4.9. Pathological Staining

Freshly isolated liver tissues were fixed in 4% (vol/vol) paraformaldehyde for more than 24 h, embedded in paraffin, and histopathologically sectioned via conventional methods. The histopathological sections underwent hematoxylin and eosin (HE), Sirius red, and immunofluorescence staining. The pathological changes were observed and photographed for analysis.

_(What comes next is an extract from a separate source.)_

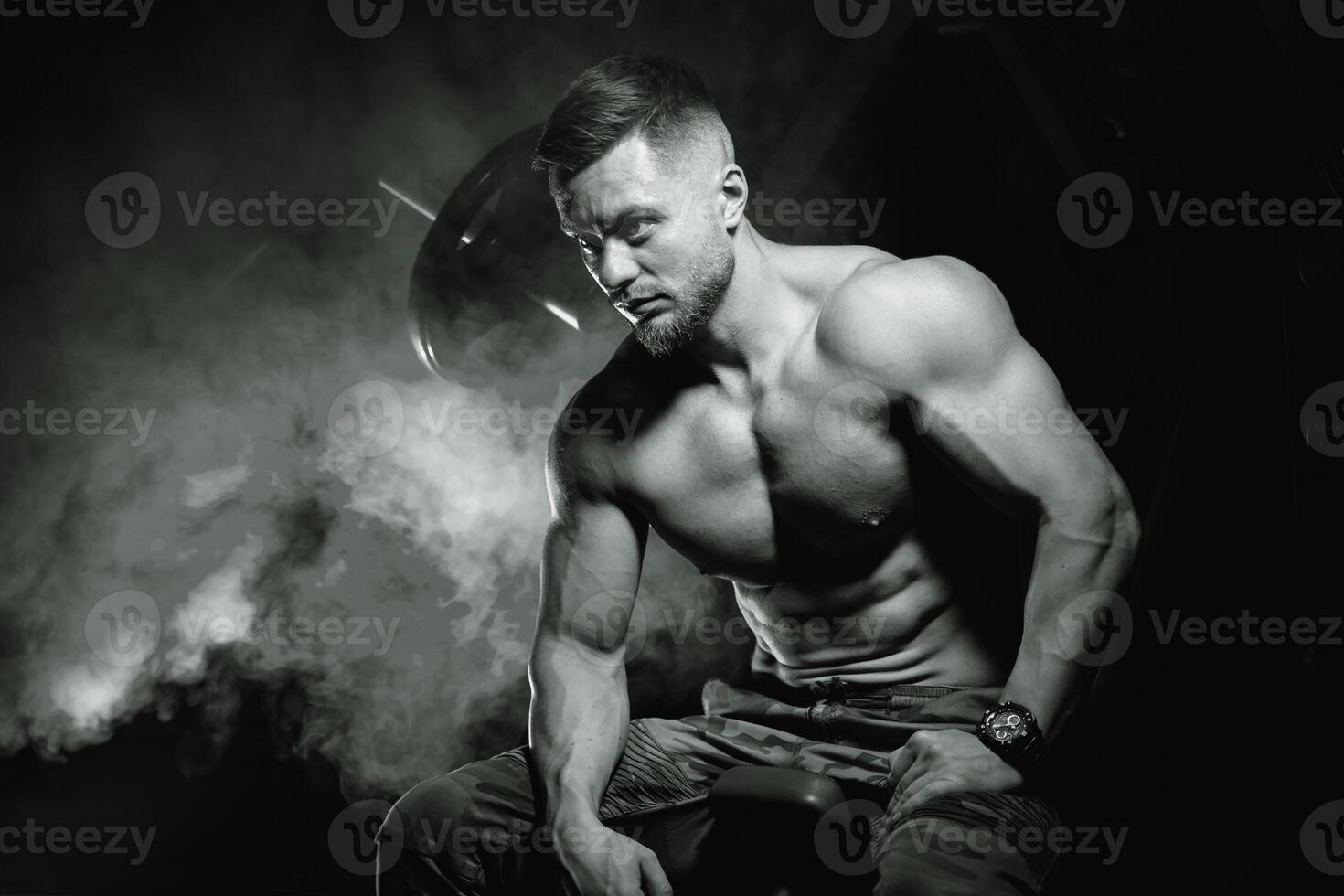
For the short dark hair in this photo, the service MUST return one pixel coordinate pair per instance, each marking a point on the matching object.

4.10. Environmental Scanning Electron Microscope (ESEM) Specimen Preparation

Perfusion was performed in situ, and the whole liver was extracted. The livers were cut into 5 mm × 5 mm × 3 mm pieces and soaked in 2.5% (vol/vol) glutaraldehyde for 24 h. The fixed tissues were washed thrice with phosphate buffered saline (PBS), followed by ethanol gradient dehydration (30–50–75–85–95–100% vol/vol, each gradient dehydration 15 min × 3 times). Then the samples were immersed in hexamethyldisilazane for 3 min, and placed in a vacuum desiccator for 25 min for evaporation. Before SEM, the liver tissues were vacuum-sprayed with gold film for 3–5 s. The preparation of cell samples for SEM was performed similarly to liver tissue samples. Briefly, the isolated LSECs were cultured on hydrogels for 24 h, the culture medium was aspirated, cells were washed thrice with PBS, and then they were fixed with 2.5% glutaraldehyde and stored overnight at 4 °C protected from light. The dehydration, evaporation, and other processes were the same as liver tissue sample preparation.

4.11. Western Blotting

The whole protein was extracted for western blotting. Phenylmethylsulfonyl fluoride (PMSF; Sigma, Saint Louis, MO, USA) stock solution was added to a pre-chilled radioimmunoprecipitation assay buffer (RIPA; Sigma, Saint Louis, MO, USA) to a final concentration of 1 mM and added to samples before protein extraction. The samples were lysed on ice for 20 min, and the collected lysates were centrifuged at 15,000 rpm for 15 min at 4 °C. The supernatants were collected, and the concentrations of proteins were analyzed. The bicinchoninic acid assay was performed to measure total protein concentration. Loading buffer (4×) was added to the samples to dilute the total protein concentration to 2 mg/mL, and boiled for 5 min to denature the proteins. Electrophoresis was performed after loading each well with 15 µg of total protein and then transferred onto a transfer membrane. Nonspecific blocking was performed with 5% nonfat milk powder for 1 h at room temperature. The membrane was incubated overnight at 4 °C with the primary antibody diluted in 5% bovine serum albumin in tris-buffered saline with tween-20 (BSA-TBST), followed by shaking gently for 40 min at room temperature with the secondary antibody, goat anti-rabbit IgG (H + L) HRP (Jackson, PA, USA), diluted in 5% BSA-TBST. The membrane was then washed thrice in TBST for 10 min each time. Enhanced chemiluminescence solution (ECL; Pierce, IL, USA) was used for protein visualization (commercial antibodies: eNOS Abcam Ab76198; VEGFA Abcam Ab46154; Caveolin-1 Santa cruz biotechnoloc Sc-53564; CD31 Abca Ab222783; GAPDH Beyotime Biotechnology AF5009; β-actin Beyotime Biotechnology AF0003).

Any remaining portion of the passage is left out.